When your heart is racing, when your relationship is bleeding or when your business feels like it’s flatlining, you don’t need a philosophy; you need a protocol.
Physiology is psychology; DRSABCD is simply regulated leadership under pressure.
Here’s a life version you can use immediately.
DRSABCD:
D: Danger - What is actually unsafe right now?
Is there real danger?
Or just perceived threat?
Is this about reputation? rejection? ego? financial fear? abandonment trigger?
Ask:
Is this a sabre-toothed tiger… or just discomfort?
R: Response - Am I conscious or reactive?
Are you present? Or, are you in fight, flight, freeze, or fawn?
Before you speak, check yourself. Heart rate, breathing, tension.
If you are dysregulated, you are not responding; you are reacting.
S: Send for Help - Who do I call before I self-sabotage?
Pride isolates people; strength recruits allies.
This might be: Your coach, your training partner, your mentor, your sibling, your journal.
Don’t wait until you’re emotionally bleeding out to reach out.
A: Airway - Can I breathe properly right now?
Shallow chest breathing equals shallow thinking.
Slow nasal breathing, long exhale, relax your shoulders.
You cannot regulate your life if you can’t regulate your breath.
Airway first; always.
B: Breathing - Am I steady or am I spiralling?
Look at your rhythm. Is it fast, forced?
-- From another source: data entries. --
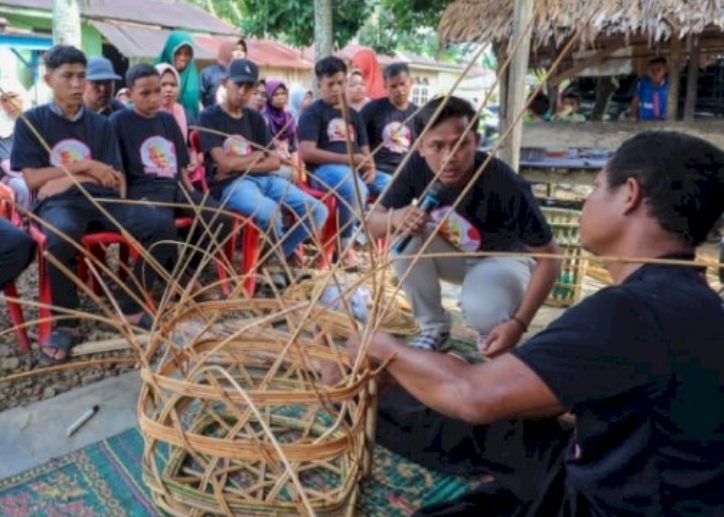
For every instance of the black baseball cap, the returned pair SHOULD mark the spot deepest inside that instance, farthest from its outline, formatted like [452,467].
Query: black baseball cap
[242,71]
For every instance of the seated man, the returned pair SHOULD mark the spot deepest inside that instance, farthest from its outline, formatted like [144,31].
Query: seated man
[388,121]
[100,87]
[243,159]
[84,149]
[639,364]
[155,159]
[17,250]
[323,139]
[500,295]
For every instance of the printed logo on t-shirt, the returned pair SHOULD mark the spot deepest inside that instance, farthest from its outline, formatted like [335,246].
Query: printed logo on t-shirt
[158,156]
[69,151]
[397,137]
[237,145]
[337,131]
[457,230]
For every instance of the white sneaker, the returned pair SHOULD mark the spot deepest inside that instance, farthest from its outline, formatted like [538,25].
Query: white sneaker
[430,339]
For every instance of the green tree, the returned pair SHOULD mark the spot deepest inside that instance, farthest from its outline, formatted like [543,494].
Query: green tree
[290,21]
[66,23]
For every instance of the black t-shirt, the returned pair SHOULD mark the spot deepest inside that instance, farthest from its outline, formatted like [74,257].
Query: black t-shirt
[323,124]
[90,136]
[642,367]
[152,149]
[251,127]
[390,130]
[498,214]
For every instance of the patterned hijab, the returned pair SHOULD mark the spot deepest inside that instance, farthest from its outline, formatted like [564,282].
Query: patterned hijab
[281,122]
[189,84]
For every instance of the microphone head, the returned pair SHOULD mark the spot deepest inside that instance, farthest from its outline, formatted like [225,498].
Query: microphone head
[436,189]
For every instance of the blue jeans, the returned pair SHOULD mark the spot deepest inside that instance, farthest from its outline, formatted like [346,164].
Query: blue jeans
[382,179]
[262,197]
[341,179]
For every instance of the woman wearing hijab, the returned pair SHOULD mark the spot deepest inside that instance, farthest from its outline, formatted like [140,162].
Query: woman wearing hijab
[179,53]
[281,122]
[299,98]
[211,76]
[366,62]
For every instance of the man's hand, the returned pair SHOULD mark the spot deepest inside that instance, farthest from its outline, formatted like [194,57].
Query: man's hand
[409,220]
[104,174]
[501,338]
[380,347]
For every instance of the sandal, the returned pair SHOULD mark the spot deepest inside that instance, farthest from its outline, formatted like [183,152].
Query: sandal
[59,339]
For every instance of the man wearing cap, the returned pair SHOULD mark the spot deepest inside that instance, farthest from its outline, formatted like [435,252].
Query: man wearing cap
[239,150]
[100,87]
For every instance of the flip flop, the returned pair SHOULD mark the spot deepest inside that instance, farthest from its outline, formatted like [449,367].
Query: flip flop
[59,339]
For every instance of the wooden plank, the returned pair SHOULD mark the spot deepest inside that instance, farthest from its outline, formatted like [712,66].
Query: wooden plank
[106,345]
[692,78]
[522,29]
[611,134]
[555,175]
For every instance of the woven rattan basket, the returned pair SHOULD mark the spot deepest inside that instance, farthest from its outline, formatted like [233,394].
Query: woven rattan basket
[237,422]
[569,284]
[396,318]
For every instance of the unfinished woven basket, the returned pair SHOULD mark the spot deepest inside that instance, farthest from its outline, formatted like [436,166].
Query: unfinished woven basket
[236,420]
[395,318]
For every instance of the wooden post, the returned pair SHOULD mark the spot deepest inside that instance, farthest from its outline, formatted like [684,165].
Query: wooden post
[672,103]
[522,29]
[502,92]
[692,78]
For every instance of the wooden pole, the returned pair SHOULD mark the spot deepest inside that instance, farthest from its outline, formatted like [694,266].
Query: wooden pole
[502,92]
[522,28]
[692,78]
[672,103]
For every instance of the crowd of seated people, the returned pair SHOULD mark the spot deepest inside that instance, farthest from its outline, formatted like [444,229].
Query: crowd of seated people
[627,362]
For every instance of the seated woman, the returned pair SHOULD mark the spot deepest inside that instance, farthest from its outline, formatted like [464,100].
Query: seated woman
[11,105]
[282,127]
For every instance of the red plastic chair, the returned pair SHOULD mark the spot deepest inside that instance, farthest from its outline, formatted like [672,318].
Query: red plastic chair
[15,311]
[95,244]
[250,233]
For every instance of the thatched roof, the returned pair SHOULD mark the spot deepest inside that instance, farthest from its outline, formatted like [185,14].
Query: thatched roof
[490,21]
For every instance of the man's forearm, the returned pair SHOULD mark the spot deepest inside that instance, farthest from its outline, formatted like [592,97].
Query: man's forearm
[36,178]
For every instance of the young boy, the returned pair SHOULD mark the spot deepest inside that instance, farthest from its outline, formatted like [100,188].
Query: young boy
[652,93]
[323,137]
[570,104]
[243,171]
[155,159]
[16,252]
[83,144]
[388,121]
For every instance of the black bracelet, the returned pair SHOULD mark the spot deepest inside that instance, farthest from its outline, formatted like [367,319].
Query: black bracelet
[520,322]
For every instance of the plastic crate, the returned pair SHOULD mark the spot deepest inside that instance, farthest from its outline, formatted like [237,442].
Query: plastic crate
[565,225]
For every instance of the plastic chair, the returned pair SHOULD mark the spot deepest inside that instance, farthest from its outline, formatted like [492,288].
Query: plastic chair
[15,311]
[94,244]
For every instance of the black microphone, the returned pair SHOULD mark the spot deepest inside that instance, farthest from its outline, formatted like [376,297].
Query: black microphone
[429,202]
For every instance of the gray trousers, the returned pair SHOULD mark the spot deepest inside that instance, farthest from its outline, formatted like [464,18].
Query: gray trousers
[492,287]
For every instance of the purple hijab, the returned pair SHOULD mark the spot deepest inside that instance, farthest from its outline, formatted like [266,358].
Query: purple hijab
[281,122]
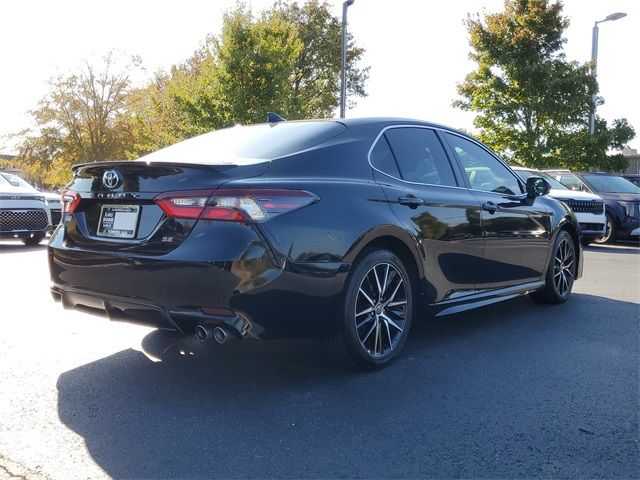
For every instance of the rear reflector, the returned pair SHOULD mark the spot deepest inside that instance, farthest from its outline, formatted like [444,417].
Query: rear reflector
[233,205]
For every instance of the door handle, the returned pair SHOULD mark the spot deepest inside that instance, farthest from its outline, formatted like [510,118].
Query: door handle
[410,201]
[489,207]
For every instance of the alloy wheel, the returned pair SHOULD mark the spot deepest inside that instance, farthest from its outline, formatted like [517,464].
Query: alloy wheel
[381,310]
[564,267]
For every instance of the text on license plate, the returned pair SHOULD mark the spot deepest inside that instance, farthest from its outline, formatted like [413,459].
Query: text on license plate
[118,221]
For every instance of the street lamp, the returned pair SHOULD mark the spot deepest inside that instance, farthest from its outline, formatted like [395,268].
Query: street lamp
[343,78]
[594,61]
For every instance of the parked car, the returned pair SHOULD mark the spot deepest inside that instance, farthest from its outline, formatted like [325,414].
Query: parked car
[621,197]
[632,177]
[337,230]
[24,214]
[589,208]
[53,199]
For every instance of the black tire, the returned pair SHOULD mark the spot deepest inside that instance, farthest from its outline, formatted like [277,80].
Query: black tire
[561,271]
[33,239]
[609,231]
[354,344]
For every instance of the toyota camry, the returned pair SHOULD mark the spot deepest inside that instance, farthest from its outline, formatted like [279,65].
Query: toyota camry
[338,230]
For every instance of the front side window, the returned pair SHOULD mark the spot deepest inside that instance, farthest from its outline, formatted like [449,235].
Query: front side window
[611,184]
[420,156]
[484,171]
[573,183]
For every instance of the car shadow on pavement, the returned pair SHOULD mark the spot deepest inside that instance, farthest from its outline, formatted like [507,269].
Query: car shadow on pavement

Do you find yourself exhaling forcefully or sighing more often than not, or even holding your breath?
In crisis, the calmest nervous system wins.
Control your breath, and you control the outcome.
C: CPR - What consistent rhythm brings me back?
CPR is repetition.
In life, CPR is: Consistent routines, consistent sleep, consistent training, consistent boundaries and consistent standards.
Resuscitation isn’t dramatic; it’s a disciplined rhythm.
D: Defibrillation - What shock do I need to reset?
Sometimes you need a jolt.
A hard conversation, a new plan, a cold plunge, a bold decision, a clean break; a new standard.
Not to punish; to reset.
Here’s the thing: When life hits, you won’t rise to your intentions; you’ll fall to your training.
DRSABCD isn’t just first aid, it’s self-leadership under pressure.
The confident ability to assess, regulate, stabilise and act is all a method of preparedness.
You don’t learn CPR while someone is dying; you learn it when everything is calm.
You don’t build character during a crisis; you reveal it.
The work is done before the moment.
In crisis first aid, when someone is breathing but unconscious, you don’t shake them, you don’t lecture them, and you don’t panic.
You place them in the recovery position, and you monitor.
Life will test you without warning. The question isn’t whether you’ll face an emergency; the question is whether you’ve trained your nervous system before it arrives.
While you’re thinking about that, think about this and have a Gr8 day!
Be well,
DL
“You gain strength, courage, and confidence by every experience in which you really stop to look fear in the face.”